Violences à Saint-Denis : parents et professeurs indignés par les arrestations
Le lycée Suger à Saint-Denis (Seine-Saint-Denis), scène de violences le 7 mars 2017.

Orange avec AFP, publié le vendredi 10 mars 2017 à 17h38

Ils seraient "accusés à tort". Certains parents et professeurs de lycées de Saint-Denis (Seine-Saint-Denis) s'insurgent contre les arrestations de lycéens et d'étudiants après les violences aux abords de plusieurs établissement de la ville, rapporte Europe 1 vendredi 10 mars.



"C'est très grave.

On va prendre un avocat pour défendre tous ces enfants accusés à tort", assure la mère d'un jeune homme mis en examen dans cette affaire. "C'est la première fois que mon fils met un pied dans un tribunal, il est inconnu des services de police. Le droit de nos enfants a été bafoué", a-t-elle déploré auprès de la radio. Une enseignante du lycée Suger abonde dans son sens. Selon elle, ce sont des innocents qui ont été arrêtés, pas des casseurs."Ce sont des élèves qui réussissent bien. Ce sont des jeunes qui rentraient chez eux, qui ont peut-être regardé un peu ce qui se passait, mais c'est normal. La police les attendait derrière, dans les rues adjacentes pour les arrêter. Ils n'ont pas été arrêtés au moment où ils balançaient des trucs", explique-t-elle.

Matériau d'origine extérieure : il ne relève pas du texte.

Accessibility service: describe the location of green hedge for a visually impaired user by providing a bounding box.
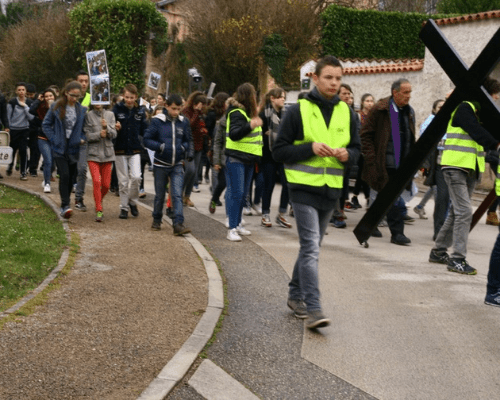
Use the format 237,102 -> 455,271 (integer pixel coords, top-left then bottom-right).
320,5 -> 450,59
69,0 -> 168,92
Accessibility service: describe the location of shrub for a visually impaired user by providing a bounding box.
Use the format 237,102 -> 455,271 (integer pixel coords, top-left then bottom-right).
70,0 -> 167,91
0,4 -> 79,92
320,5 -> 449,59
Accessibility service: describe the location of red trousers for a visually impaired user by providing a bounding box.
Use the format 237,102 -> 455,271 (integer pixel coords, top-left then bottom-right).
89,161 -> 113,211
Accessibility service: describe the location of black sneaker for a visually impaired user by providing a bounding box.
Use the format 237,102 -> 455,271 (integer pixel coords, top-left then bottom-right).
306,310 -> 331,329
429,249 -> 450,265
391,233 -> 411,246
165,207 -> 174,219
151,220 -> 161,231
371,228 -> 382,237
75,200 -> 87,211
174,224 -> 191,236
286,299 -> 307,319
351,196 -> 363,210
484,290 -> 500,307
448,258 -> 477,275
128,204 -> 139,217
403,214 -> 415,224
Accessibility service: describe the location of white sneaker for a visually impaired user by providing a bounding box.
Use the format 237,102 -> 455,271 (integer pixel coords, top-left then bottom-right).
227,228 -> 241,242
236,224 -> 252,236
260,214 -> 273,228
252,204 -> 262,215
243,207 -> 252,215
224,217 -> 247,229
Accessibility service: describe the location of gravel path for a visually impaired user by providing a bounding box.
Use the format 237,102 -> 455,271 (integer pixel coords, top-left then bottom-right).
0,174 -> 207,400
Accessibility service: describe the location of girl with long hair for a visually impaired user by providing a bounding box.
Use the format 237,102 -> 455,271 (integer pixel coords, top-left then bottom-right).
30,88 -> 56,193
225,83 -> 262,242
182,91 -> 208,207
83,105 -> 116,222
42,81 -> 87,218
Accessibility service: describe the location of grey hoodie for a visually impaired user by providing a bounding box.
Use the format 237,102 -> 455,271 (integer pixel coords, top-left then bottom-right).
7,98 -> 35,130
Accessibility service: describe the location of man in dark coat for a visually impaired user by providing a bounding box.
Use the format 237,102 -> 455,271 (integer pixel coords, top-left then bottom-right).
361,79 -> 415,245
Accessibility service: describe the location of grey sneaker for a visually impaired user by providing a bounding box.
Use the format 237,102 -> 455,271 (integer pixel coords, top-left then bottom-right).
429,249 -> 450,265
484,290 -> 500,307
448,258 -> 477,275
286,299 -> 307,319
306,310 -> 331,329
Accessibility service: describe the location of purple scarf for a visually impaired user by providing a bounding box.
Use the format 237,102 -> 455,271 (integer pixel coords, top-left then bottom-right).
389,99 -> 401,168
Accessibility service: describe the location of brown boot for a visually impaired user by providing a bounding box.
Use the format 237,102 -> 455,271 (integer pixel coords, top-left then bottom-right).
182,196 -> 194,207
486,211 -> 500,226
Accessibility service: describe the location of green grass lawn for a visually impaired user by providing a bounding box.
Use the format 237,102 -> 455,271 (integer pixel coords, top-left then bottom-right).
0,185 -> 68,311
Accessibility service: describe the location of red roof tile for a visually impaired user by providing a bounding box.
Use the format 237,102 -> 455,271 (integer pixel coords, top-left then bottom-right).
344,60 -> 424,75
435,10 -> 500,25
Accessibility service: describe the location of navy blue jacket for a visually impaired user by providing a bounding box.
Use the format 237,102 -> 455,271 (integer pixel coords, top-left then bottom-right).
42,102 -> 87,156
113,101 -> 148,156
144,114 -> 194,167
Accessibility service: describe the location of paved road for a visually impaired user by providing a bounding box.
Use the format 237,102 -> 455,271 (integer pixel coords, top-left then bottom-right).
143,173 -> 500,400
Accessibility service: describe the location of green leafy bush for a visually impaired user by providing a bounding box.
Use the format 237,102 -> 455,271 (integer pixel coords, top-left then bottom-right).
0,3 -> 80,92
70,0 -> 167,91
320,5 -> 449,59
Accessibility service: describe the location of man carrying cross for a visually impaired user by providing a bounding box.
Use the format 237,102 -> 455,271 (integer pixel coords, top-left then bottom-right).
429,78 -> 500,275
361,79 -> 415,246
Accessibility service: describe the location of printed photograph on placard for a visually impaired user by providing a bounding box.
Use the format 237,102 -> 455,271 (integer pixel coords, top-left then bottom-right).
90,75 -> 111,105
148,72 -> 161,90
86,50 -> 108,76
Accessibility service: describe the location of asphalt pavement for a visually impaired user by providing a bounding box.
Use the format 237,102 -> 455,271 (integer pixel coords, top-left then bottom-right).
146,173 -> 500,400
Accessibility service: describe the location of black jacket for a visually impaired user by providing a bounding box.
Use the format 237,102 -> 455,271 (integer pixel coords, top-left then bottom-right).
113,101 -> 148,155
272,88 -> 361,210
0,92 -> 9,129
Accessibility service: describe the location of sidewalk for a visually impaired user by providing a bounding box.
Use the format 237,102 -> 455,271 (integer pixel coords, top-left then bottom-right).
0,168 -> 208,400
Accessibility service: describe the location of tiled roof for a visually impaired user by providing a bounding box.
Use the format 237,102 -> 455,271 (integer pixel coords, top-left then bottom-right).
344,60 -> 424,75
306,59 -> 424,76
435,10 -> 500,25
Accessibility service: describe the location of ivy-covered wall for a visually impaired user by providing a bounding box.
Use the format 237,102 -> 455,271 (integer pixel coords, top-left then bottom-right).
69,0 -> 168,92
320,5 -> 450,59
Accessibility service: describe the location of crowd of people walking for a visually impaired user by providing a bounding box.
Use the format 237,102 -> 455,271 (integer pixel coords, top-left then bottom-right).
0,56 -> 500,329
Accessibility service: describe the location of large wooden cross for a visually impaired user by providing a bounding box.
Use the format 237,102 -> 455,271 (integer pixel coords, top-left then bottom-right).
354,19 -> 500,247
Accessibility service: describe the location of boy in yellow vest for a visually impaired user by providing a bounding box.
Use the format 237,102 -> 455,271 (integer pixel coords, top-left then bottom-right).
272,56 -> 361,329
429,78 -> 500,275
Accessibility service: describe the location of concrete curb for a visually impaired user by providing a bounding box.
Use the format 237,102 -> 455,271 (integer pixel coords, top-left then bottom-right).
0,182 -> 71,319
138,202 -> 224,400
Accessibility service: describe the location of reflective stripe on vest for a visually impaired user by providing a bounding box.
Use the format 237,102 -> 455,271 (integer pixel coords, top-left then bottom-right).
285,100 -> 351,189
441,101 -> 485,172
226,108 -> 263,157
495,164 -> 500,196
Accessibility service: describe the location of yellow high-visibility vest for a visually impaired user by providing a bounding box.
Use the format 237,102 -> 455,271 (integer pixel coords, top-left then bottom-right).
226,108 -> 263,157
441,101 -> 485,172
285,99 -> 351,189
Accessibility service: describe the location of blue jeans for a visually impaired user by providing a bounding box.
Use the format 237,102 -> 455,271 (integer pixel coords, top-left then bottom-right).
184,151 -> 201,197
38,139 -> 52,185
226,157 -> 253,229
486,227 -> 500,294
433,166 -> 450,240
434,168 -> 476,258
244,166 -> 264,207
153,164 -> 184,225
260,163 -> 288,214
288,201 -> 333,312
75,144 -> 87,201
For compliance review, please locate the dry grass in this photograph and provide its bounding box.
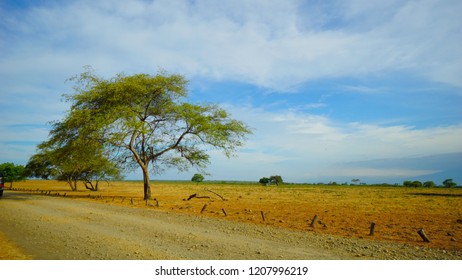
[7,181,462,250]
[0,232,32,260]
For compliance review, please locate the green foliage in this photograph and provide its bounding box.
[26,153,57,180]
[269,175,283,186]
[403,181,412,188]
[258,175,283,186]
[443,179,457,188]
[412,181,422,188]
[0,162,26,187]
[191,173,204,183]
[42,68,251,199]
[258,177,270,186]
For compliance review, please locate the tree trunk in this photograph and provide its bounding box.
[142,167,151,200]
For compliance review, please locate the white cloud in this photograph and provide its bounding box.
[204,107,462,182]
[1,1,462,90]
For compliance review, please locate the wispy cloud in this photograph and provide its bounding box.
[2,0,462,90]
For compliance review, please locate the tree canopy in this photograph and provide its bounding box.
[0,162,26,187]
[37,69,251,199]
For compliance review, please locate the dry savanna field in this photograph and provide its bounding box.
[6,180,462,250]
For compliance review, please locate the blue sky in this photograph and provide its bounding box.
[0,0,462,183]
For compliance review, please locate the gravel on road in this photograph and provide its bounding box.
[0,192,462,260]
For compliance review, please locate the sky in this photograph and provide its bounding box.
[0,0,462,184]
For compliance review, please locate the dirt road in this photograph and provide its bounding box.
[0,192,461,260]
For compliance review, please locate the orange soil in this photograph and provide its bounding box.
[10,180,462,250]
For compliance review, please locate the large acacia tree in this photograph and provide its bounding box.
[50,69,251,199]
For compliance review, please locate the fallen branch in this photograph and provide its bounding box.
[186,193,210,200]
[205,189,226,200]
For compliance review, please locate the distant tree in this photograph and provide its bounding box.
[351,179,361,184]
[443,179,457,188]
[412,181,422,188]
[403,181,413,187]
[258,177,270,186]
[191,173,204,183]
[0,162,26,188]
[269,175,284,186]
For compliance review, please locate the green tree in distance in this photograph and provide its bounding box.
[0,162,26,188]
[43,68,251,199]
[443,179,457,188]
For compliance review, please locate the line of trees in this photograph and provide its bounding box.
[258,175,284,186]
[403,179,457,188]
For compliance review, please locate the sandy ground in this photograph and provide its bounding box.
[0,192,462,260]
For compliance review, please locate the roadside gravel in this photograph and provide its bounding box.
[0,192,462,260]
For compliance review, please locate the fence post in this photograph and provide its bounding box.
[369,222,375,236]
[310,215,318,228]
[417,228,430,242]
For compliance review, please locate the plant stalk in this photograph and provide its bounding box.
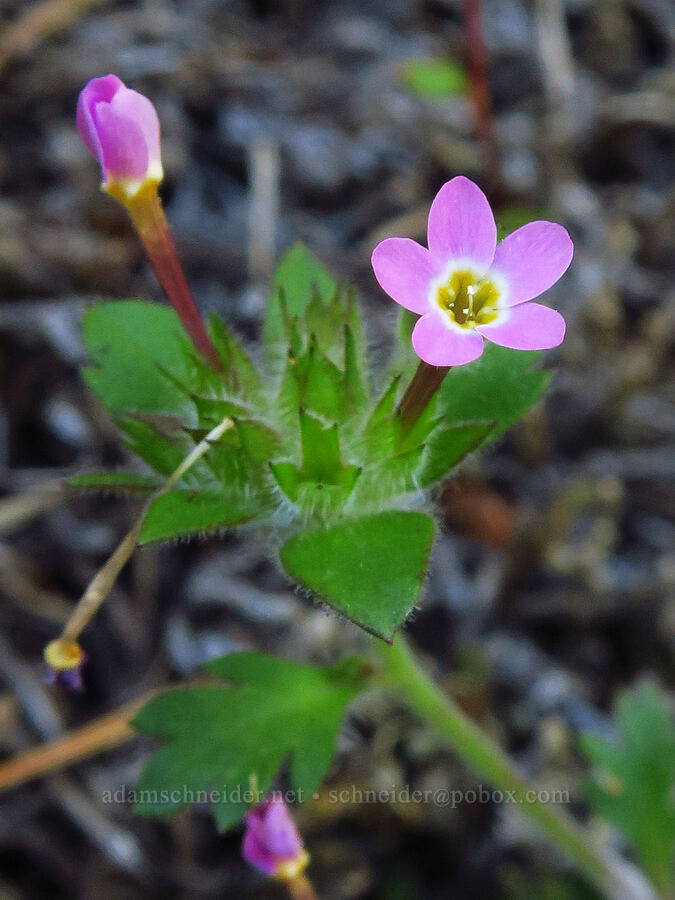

Une autre mère déplore l'arrestation de sa fille. Elle "est écœurée. Elle se sent abandonnée car tout à coup, elle est classifiée dans les casseurs et elle ne s'identifie pas du tout. On est en colère contre le commissariat, on est en colère contre la procureure qui a pris cette décision. On lui a écrit pour qu'elle justifie cette décision qui est totalement disproportionnée. Des gamins qui sortent d'un lycée n'ont pas tous à se faire embarquer."



Six mineurs ont été mis en examen jeudi, deux jours après des violences dans et aux abords de plusieurs lycées de Saint-Denis. En plus des six mineurs mis en examen, deux ont été placés sous le statut de témoin assisté, a précisé le parquet de Bobigny. Les huit jeunes comparaissaient devant un juge pour enfants pour "violences sur personne dépositaire de l'autorité publique", "attroupement armé" et "rébellion", après les violences de mardi. Ce jour-là, après des incidents au lycée Suger, situé dans un quartier réputé difficile, des jeunes s'en étaient pris aux policiers, avaient incendié des poubelles et dégradé du mobilier urbain. Ils avaient aussi commis des dégradations dans un autre lycée et autour d'un troisième établissement. Cinquante-cinq personnes avaient été interpellées pour ces faits. La majorité d'entre elles ont été relâchées mercredi dans la soirée.